Западные корреспонденты тоже навещали голодавших и брали многочисленные интервью. Большую поддержку оказали западные ученые. Они выражали протест советским властям, а в некоторых местах начались голодовки солидарности. Об одной из них, в хайфском Технионе, сообщила 20 июня израильская газета “Давар”. Около тридцати преподавателей Техниона провели голодовку солидарности со своими московскими коллегами.
После завершения визита Брежнева голодовку прекратили – она выполнила свою роль: представила эмиграционную политику советского руководства в ее истинном виде в самый ответственный момент переговоров на высшем уровне.
Следующей крупной акцией семинара стал проект международного научного симпозиума. Идею этого проекта увез в Израиль профессор Моше Гитерман, получивший разрешение в сентябре 1973 года. В качестве темы для семинара было выбрано приложение физики и математики к другим отраслям науки.

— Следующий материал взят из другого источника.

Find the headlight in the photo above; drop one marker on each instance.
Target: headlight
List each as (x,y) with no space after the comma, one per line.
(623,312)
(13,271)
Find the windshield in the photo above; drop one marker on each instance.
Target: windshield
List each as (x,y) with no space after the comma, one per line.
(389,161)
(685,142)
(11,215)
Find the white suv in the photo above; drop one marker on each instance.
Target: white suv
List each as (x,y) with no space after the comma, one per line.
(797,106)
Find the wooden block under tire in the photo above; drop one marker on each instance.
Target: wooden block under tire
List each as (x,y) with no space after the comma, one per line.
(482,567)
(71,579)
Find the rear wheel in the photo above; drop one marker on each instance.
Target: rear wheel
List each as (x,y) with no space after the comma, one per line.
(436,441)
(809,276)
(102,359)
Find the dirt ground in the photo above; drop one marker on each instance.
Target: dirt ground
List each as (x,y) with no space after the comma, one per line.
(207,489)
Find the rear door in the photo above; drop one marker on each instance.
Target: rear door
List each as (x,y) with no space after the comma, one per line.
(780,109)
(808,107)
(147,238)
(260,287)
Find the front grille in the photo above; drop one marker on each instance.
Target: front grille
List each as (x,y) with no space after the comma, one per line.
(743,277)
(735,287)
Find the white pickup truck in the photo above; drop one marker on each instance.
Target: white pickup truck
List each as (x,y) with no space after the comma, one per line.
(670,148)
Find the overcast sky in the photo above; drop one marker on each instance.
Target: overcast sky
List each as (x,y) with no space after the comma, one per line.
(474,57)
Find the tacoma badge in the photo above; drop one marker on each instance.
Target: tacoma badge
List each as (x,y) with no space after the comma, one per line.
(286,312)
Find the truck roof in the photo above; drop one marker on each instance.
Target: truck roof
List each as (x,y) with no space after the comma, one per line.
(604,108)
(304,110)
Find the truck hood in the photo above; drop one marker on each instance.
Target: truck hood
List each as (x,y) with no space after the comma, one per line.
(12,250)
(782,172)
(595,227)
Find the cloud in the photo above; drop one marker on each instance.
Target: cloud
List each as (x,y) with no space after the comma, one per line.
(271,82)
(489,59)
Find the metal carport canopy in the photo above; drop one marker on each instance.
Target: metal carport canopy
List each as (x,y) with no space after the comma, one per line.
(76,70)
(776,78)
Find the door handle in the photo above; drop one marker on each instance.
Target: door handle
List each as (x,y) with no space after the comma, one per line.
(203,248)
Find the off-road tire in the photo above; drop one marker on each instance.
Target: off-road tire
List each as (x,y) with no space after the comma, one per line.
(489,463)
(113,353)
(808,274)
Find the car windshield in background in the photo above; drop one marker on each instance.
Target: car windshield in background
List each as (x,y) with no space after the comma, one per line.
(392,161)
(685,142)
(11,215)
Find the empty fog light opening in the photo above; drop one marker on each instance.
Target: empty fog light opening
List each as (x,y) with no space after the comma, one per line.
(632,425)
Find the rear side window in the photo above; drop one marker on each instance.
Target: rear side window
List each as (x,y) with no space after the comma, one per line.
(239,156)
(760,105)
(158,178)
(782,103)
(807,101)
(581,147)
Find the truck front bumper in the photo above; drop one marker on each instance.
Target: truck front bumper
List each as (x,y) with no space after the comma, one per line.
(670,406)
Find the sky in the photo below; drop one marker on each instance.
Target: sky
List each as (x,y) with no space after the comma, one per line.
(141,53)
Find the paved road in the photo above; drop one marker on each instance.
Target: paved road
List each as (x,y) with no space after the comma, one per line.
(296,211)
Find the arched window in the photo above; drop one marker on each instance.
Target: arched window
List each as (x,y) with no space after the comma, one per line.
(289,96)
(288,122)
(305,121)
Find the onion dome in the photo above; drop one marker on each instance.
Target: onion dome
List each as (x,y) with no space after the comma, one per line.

Инициаторы уделяли особое внимание тому, чтобы международный симпозиум имел исключительно научное содержание: любая политическая окраска докладов и тема эмиграции исключались.
Инициаторы, конечно, отдавали себе отчет в том, что сам факт проведения международного симпозиума без санкции властей был неслыханным вызовом. “С января месяца, – пишет Азбель,[13] – Саша Воронель, Виктор Браиловский и я целиком посвятили себя планированию симпозиума. Мы назначили дату его проведения с первого по пятое июля”. Был создан подготовительный комитет, обратившийся к международной научной общественности с предложением принять участие в симпозиуме.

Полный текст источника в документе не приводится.